Synthesis of biochar-ZnAl-layered double hydroxide composite for effective heavy metal adsorption: Exploring mechanisms and structural transformations

Abstract

Rapid industrialization has increased the extent of heavy metal contamination in water sources, demanding effective wastewater treatment methods. To mitigate this issue, adsorption techniques play a crucial role in wastewater treatment. Layered double hydroxides (LDHs) are commonly employed in such processes; however, they exhibit limitations in effectively adsorbing contaminants. Here, biochar (BC) was incorporated into LDHs using a simple hydrothermal method and subsequently used for Cd2+ and Pb2+ adsorption. Additionally, the physicochemical characteristics of BC and ZnAl-LDH-BC were assessed utilizing various instruments.
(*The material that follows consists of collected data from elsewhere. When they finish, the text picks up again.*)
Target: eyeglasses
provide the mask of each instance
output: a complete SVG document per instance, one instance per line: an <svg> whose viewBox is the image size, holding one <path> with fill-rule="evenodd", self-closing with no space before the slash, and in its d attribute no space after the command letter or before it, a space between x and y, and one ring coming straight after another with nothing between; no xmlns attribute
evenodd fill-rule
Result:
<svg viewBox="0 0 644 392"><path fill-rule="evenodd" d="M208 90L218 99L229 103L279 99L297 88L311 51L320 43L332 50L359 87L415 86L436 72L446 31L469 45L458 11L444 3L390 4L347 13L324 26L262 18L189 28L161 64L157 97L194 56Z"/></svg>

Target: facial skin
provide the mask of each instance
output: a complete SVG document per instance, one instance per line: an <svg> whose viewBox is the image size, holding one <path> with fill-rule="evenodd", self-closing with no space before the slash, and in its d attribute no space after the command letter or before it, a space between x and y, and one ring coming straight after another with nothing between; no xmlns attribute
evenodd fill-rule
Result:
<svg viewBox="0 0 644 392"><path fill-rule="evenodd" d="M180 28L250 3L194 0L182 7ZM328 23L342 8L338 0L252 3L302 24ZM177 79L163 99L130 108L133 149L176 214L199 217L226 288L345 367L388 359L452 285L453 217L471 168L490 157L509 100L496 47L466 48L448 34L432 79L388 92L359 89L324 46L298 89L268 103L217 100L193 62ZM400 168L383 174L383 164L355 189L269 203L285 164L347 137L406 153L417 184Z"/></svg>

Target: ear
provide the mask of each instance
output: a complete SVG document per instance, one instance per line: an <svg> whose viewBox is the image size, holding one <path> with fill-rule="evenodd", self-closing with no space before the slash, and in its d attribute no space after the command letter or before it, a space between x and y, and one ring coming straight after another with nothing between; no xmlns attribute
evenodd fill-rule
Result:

The obtained ZnAl-LDH-BC400 and ZnAl-LDH-BC600 had surface areas of 52.55 and 102.56 m²/g, respectively, several times greater than those of the original BC. Adsorption performance was investigated using different kinetic and isothermal models. The Langmuir–Freundlich and pseudo-second-order kinetic models demonstrated the adsorption of single-layer chemicals. Furthermore, the highest observed adsorption capacities for Cd2+ and Pb2+ were 99.8 mg g−1 and 128.4 mg g−1, respectively, when using ZnAl-LDH–BC600. In contrast, BC600 demonstrated adsorption capacities of 42.1 mg g−1 for Cd2+ and 51.7 mg g−1 for Pb2+. Cd2+ and Pb2+ adsorption by ZnAl-LDH-BC was primarily governed by surface precipitation and cation exchange processes. These findings highlight the mechanisms underlying the removal of heavy metals using ZnAl-LDH-BC and provide valuable theoretical and applied insights into the management of agricultural waste and control of water pollution.